Au moins onze soldats et deux civils ont perdu la vie ce jeudi 18 juin lors d’une incursion armée visant l’aéroport international de Niamey, au Niger. Cette attaque intervient six mois après une précédente offensive revendiquée par le groupe État islamique contre le même site stratégique.

Selon le ministère nigérien de la Défense, des assaillants équipés de ceintures explosives ont tenté de pénétrer dans l’aérogare. «La prompte réaction des forces de sécurité a permis d’empêcher les assaillants d’atteindre l’aérogare», précise le communiqué officiel lu à la télévision nationale. Le bilan provisoire fait état de 13 morts côté loyaliste – 11 militaires et 2 civils – et de 4 blessés. Côté adverse, 22 assaillants ont été neutralisés et une vingtaine de suspects interpellés.

Le gouvernement assure que la situation est désormais maîtrisée et que l’aéroport reste ouvert au trafic aérien, bien que plusieurs vols aient été déviés ou retardés selon le site Flightradar. Une vaste opération de ratissage est en cours dans les quartiers environnants.

Un site sensible sous haute tension

Les premiers coups de feu ont éclaté vers 06h (05h GMT) près d’un poste de contrôle sur l’unique route d’accès à l’aéroport, rapportent des résidents.
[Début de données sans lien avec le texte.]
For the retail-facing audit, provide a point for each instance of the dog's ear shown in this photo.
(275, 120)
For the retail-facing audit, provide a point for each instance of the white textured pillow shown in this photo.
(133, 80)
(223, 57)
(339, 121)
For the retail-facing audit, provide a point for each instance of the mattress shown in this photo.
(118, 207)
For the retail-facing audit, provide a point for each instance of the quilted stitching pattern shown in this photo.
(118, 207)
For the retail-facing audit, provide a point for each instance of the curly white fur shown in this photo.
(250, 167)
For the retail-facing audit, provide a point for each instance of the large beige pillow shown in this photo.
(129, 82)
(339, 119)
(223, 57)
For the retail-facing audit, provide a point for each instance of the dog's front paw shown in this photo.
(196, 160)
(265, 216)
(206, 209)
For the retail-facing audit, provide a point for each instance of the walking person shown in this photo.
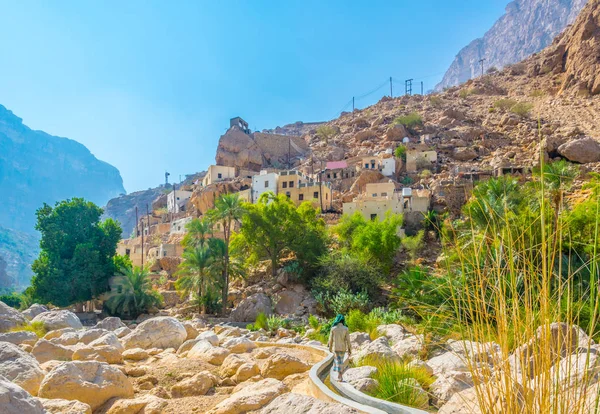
(339, 344)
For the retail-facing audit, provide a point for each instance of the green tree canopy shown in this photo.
(76, 260)
(274, 228)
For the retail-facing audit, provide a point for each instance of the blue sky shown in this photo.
(149, 86)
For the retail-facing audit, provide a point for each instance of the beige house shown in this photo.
(218, 173)
(381, 198)
(420, 160)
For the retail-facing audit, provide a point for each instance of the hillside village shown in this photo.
(486, 303)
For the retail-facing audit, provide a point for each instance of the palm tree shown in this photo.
(195, 273)
(136, 296)
(198, 232)
(228, 210)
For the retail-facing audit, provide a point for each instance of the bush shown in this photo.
(505, 104)
(410, 121)
(398, 382)
(400, 152)
(522, 109)
(261, 321)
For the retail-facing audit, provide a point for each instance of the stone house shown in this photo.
(217, 173)
(264, 182)
(177, 200)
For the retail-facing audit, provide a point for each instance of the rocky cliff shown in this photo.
(37, 168)
(527, 27)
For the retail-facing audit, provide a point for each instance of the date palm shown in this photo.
(228, 210)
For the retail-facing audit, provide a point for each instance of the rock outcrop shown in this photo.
(527, 27)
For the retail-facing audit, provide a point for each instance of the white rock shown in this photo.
(161, 332)
(15, 400)
(19, 367)
(90, 382)
(58, 319)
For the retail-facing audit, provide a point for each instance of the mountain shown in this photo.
(527, 27)
(37, 168)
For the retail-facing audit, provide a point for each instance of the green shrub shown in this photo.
(400, 152)
(399, 382)
(261, 321)
(522, 109)
(504, 104)
(410, 121)
(37, 327)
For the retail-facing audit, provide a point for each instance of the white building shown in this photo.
(179, 226)
(264, 182)
(177, 199)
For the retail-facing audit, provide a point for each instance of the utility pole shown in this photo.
(408, 87)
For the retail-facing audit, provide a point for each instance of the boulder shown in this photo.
(249, 308)
(112, 323)
(45, 351)
(109, 339)
(121, 332)
(88, 335)
(90, 382)
(377, 349)
(60, 406)
(292, 403)
(357, 339)
(19, 337)
(15, 400)
(145, 404)
(288, 302)
(199, 384)
(239, 345)
(19, 367)
(210, 337)
(34, 310)
(411, 345)
(252, 397)
(10, 318)
(192, 332)
(160, 332)
(54, 320)
(280, 366)
(583, 150)
(204, 351)
(231, 364)
(245, 372)
(448, 384)
(100, 353)
(135, 354)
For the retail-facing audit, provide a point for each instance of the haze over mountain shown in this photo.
(37, 168)
(527, 27)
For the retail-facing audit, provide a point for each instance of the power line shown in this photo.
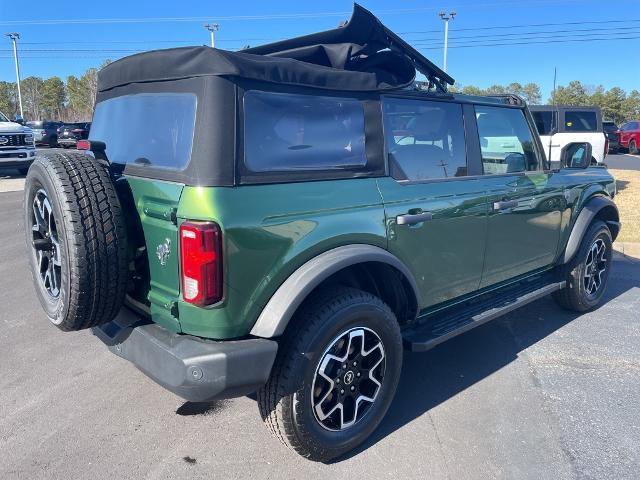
(494, 27)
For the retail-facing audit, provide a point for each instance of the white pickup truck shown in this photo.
(17, 148)
(560, 125)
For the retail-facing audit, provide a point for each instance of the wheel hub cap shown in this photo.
(45, 244)
(348, 379)
(595, 266)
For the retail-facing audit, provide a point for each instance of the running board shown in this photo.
(442, 326)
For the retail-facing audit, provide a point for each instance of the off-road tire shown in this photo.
(91, 234)
(285, 401)
(574, 296)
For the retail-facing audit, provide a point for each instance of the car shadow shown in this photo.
(431, 378)
(10, 174)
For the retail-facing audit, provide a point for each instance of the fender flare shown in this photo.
(585, 217)
(285, 301)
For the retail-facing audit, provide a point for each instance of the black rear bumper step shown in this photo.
(444, 325)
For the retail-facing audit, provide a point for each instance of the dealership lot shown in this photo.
(541, 393)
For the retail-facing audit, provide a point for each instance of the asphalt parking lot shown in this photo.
(540, 394)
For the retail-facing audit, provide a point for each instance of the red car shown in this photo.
(629, 135)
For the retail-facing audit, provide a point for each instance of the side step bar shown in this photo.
(433, 331)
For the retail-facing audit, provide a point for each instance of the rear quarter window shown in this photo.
(154, 130)
(580, 121)
(288, 133)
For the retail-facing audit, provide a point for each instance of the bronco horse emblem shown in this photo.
(163, 251)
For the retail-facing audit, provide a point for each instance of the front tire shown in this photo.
(588, 272)
(335, 375)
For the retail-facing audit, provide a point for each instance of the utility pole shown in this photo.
(213, 27)
(15, 36)
(446, 18)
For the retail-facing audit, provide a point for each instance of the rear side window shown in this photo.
(545, 121)
(154, 129)
(424, 139)
(285, 132)
(506, 142)
(580, 121)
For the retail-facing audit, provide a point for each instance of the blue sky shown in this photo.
(474, 58)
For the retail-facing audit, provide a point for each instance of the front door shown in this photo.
(525, 204)
(435, 212)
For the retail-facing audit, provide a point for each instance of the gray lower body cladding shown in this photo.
(196, 369)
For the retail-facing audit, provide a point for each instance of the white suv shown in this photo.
(560, 125)
(17, 148)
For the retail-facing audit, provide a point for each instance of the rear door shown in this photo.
(525, 204)
(436, 211)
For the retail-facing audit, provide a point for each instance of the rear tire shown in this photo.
(588, 272)
(76, 240)
(329, 329)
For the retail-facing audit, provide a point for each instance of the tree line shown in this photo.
(615, 103)
(69, 100)
(73, 99)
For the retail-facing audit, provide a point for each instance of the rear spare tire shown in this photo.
(76, 239)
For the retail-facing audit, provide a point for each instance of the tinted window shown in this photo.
(424, 140)
(545, 121)
(578, 121)
(147, 129)
(506, 142)
(285, 132)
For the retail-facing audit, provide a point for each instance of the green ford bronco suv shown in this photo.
(287, 218)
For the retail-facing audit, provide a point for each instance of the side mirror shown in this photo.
(576, 155)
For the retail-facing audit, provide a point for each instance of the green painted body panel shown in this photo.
(157, 202)
(444, 254)
(269, 231)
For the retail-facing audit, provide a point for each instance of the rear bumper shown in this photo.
(196, 369)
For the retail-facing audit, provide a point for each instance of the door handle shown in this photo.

Les assaillants seraient arrivés en taxi avant de se heurter à une résistance farouche des forces de l’ordre. Le calme est revenu vers 10h, et les hommes armés se sont dispersés dans les quartiers voisins où des ratissages sont menés avec l’aide de la population.

Cette attaque survient moins de six mois après celle du 29 janvier, qui avait marqué un tournant : pour la première fois, l’aéroport de la capitale était pris pour cible par des jihadistes. Quatre blessés et d’importants dégâts matériels avaient été enregistrés. Le général Abdourahamane Tiani, chef du régime militaire issu du coup d’État de juillet 2023, avait alors évoqué une «faille dans le dispositif» ayant permis cette opération dont l’objectif était de détruire les capacités aériennes de l’armée.

Depuis, les autorités ont renforcé la sécurité autour de l’aéroport : allongement du mur de clôture et installation de plus de 350 caméras de surveillance. Le site reste particulièrement sensible en raison de la présence de concentré d’uranium entreposé depuis plusieurs mois, en attente d’exportation.